Cabrera, a career .274 hitter with seven big league clubs, is expected to provide veteran leadership on a young roster. He’s also being counted on to bring above-average defense at a position Cabrera has played just 33 times on the big league level, not once since the 2000 season.
No problem, says Cleveland manager Manny Acta, who was Montreal’s third base/infield coach during Cabrera’s last three seasons with the Expos from 2002-04.
“Orlando’s not going to have any issue,” Acta said. “He’s so fundamentally sound that I don’t think he’s going to be affected by the move. This guy is one of the most fundamentally sound infielders that I’ve ever been around. He’s also one of the best baserunners that I have seen in the last 10 years.”
Cabrera is ready to provide it all for the Indians, especially after seeing how the younger players in the clubhouse have taken to him.
“The thing that has impressed me the most is how much respect all these guys have for me,” he said. “That’s something you don’t find in a lot of places.”
It’s all part of a unique season for Cabrera. A new team, a new city, a new position.

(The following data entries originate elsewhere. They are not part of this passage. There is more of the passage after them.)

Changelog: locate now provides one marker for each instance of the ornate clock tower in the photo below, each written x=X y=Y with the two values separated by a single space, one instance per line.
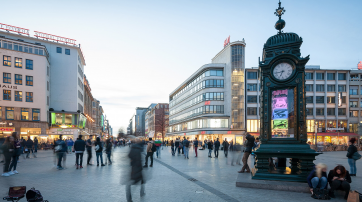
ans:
x=282 y=110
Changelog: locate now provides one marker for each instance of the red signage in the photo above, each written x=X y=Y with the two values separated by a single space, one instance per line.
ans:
x=54 y=38
x=227 y=41
x=11 y=28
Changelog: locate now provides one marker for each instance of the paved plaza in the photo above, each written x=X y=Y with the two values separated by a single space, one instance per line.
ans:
x=172 y=178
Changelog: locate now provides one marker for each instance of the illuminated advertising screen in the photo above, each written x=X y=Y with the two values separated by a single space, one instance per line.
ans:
x=283 y=119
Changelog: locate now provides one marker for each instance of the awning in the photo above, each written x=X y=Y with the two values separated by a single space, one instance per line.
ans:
x=334 y=134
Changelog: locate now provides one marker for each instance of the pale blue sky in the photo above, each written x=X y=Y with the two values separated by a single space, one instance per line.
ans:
x=137 y=52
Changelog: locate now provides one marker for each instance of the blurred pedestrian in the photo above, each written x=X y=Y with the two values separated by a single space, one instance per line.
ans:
x=99 y=148
x=89 y=150
x=79 y=148
x=136 y=169
x=150 y=149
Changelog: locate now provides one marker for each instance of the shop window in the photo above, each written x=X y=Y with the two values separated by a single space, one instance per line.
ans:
x=331 y=111
x=29 y=80
x=331 y=76
x=320 y=76
x=6 y=78
x=9 y=113
x=29 y=97
x=309 y=87
x=6 y=94
x=331 y=88
x=24 y=114
x=341 y=111
x=29 y=64
x=18 y=62
x=331 y=99
x=320 y=111
x=18 y=79
x=18 y=96
x=7 y=61
x=310 y=126
x=320 y=88
x=36 y=114
x=309 y=76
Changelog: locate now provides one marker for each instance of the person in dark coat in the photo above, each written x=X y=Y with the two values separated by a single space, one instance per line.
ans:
x=352 y=163
x=136 y=169
x=339 y=179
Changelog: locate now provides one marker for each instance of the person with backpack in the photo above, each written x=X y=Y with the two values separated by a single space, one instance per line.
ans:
x=151 y=148
x=79 y=148
x=99 y=149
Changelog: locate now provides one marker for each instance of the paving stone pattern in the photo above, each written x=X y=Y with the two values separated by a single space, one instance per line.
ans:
x=171 y=179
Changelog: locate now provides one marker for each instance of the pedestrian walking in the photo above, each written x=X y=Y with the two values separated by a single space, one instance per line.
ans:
x=89 y=150
x=225 y=146
x=150 y=149
x=79 y=148
x=217 y=146
x=16 y=153
x=248 y=147
x=136 y=170
x=109 y=151
x=351 y=161
x=99 y=149
x=209 y=146
x=196 y=144
x=60 y=149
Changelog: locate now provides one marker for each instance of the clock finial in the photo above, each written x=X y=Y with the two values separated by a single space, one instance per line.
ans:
x=280 y=24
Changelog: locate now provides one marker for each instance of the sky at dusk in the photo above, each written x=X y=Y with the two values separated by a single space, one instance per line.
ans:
x=137 y=52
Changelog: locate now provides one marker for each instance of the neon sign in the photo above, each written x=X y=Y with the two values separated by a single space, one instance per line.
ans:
x=11 y=28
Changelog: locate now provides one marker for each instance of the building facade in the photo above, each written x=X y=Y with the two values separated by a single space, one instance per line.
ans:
x=334 y=101
x=210 y=103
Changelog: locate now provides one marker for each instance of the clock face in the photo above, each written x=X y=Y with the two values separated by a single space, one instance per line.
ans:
x=283 y=71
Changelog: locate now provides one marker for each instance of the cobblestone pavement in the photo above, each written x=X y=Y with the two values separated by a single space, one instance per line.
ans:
x=172 y=178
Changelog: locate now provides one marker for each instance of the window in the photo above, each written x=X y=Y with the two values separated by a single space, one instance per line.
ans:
x=9 y=113
x=18 y=96
x=309 y=87
x=18 y=79
x=29 y=97
x=320 y=111
x=331 y=88
x=331 y=111
x=251 y=87
x=36 y=114
x=252 y=75
x=353 y=113
x=251 y=110
x=331 y=76
x=29 y=80
x=341 y=111
x=6 y=94
x=18 y=62
x=29 y=64
x=309 y=99
x=309 y=76
x=320 y=88
x=319 y=99
x=341 y=88
x=331 y=100
x=6 y=78
x=252 y=99
x=7 y=61
x=24 y=114
x=342 y=76
x=320 y=76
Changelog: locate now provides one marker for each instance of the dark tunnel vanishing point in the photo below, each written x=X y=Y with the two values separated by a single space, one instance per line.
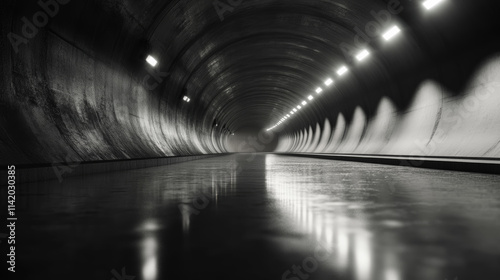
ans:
x=283 y=108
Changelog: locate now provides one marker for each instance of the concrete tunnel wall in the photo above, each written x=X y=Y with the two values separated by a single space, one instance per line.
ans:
x=435 y=124
x=62 y=101
x=78 y=89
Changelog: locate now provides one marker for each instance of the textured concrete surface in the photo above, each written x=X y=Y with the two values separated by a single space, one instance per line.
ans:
x=75 y=86
x=435 y=124
x=256 y=217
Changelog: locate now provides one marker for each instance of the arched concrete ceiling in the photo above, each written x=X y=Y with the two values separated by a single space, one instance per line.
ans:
x=242 y=64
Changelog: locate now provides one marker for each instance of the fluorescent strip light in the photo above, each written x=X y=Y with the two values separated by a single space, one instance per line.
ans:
x=151 y=60
x=429 y=4
x=391 y=33
x=342 y=70
x=362 y=55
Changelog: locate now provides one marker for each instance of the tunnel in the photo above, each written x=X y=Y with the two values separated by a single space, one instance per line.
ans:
x=250 y=139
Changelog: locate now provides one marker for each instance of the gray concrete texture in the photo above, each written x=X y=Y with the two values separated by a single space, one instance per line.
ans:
x=75 y=86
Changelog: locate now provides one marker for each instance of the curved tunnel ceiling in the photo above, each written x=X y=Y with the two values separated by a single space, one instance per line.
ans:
x=265 y=57
x=242 y=63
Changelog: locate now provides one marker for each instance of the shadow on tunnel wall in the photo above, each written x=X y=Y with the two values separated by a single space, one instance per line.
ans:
x=437 y=122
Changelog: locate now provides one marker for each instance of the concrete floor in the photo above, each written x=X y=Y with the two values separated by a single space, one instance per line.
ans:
x=262 y=217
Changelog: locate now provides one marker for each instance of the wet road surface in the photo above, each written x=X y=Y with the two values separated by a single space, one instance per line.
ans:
x=261 y=217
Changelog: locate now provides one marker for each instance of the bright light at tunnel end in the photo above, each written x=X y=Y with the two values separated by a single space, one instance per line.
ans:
x=391 y=33
x=342 y=70
x=151 y=60
x=429 y=4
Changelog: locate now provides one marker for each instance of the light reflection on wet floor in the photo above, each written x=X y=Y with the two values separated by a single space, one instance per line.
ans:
x=262 y=217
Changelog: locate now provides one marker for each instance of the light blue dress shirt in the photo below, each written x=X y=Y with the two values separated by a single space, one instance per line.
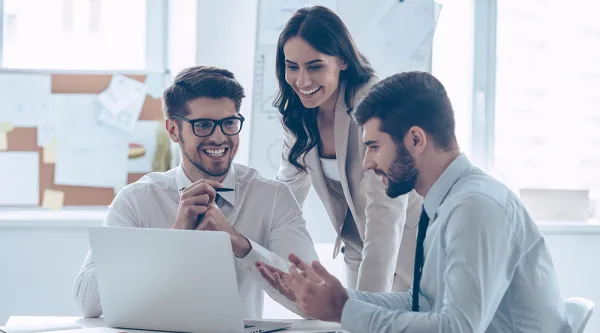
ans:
x=487 y=267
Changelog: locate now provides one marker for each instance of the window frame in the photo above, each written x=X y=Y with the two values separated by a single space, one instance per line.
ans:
x=157 y=23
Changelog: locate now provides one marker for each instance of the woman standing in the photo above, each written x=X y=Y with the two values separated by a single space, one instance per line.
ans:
x=321 y=77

Grady Sizemore cleared the final hurdle in his quest to return to the field, running the bases for the third time and sliding for the first time Friday in Goodyear.
He is scheduled to make his exhibition debut Sunday against the Diamondbacks at Goodyear Ballpark, serving as the designated hitter for two at-bats.
That’s the good news. The bad news is that Acta officially declared that Sizemore would not be ready to open the regular season April 1 against the White Sox at Progressive Field.
“It would be too much to ask,” Acta said. “The program we have set up for him, he’s not going to be able to play every day. He’s going to be playing every other day and that’s not going to be enough to get him ready.”
Michael Brantley will most likely fill Sizemore’s vacancy in center field, while Austin Kearns plays left. Sizemore’s absence opens up a spot for Travis Buck as an extra outfielder.
Third baseman Jason Donald is still plagued by a bone bruise in his left hand that has prohibited him from swinging the bat.
Donald hasn’t played since last Friday and has missed a total of 11 games with the injury.
Acta said if Donald is able to play during the final week of spring training that he would be on the opening day roster.
Head trainer Lonnie Soloff is expected to provide an update on Donald’s condition today.
Acta said he has limited the field to two pitchers for the final spot in the Indians’ rotation, but didn’t indicate which one had left the race among right-handers Josh Tomlin and Jeanmar Gomez and left-hander David Huff.
Tomlin (0-0, 1.13 ERA in three games) has clearly pitched better than Gomez (0-1, 6.43 in five games) and Huff (1-1, 8.25 in five games).
“We’re not rushed right now,” Acta said of the final decision. “We need to stretch these guys out, and we’re going to continue to look at them.”
Indians minor leaguers opened their spring training schedule Friday.
* Today, 4:05 p.m., vs. Angels at Tempe Diablo Stadium, WTAM 1100-AM. Justin Masterson (0-1, 6.00) vs. Scott Kazmir (0-1, 3.38).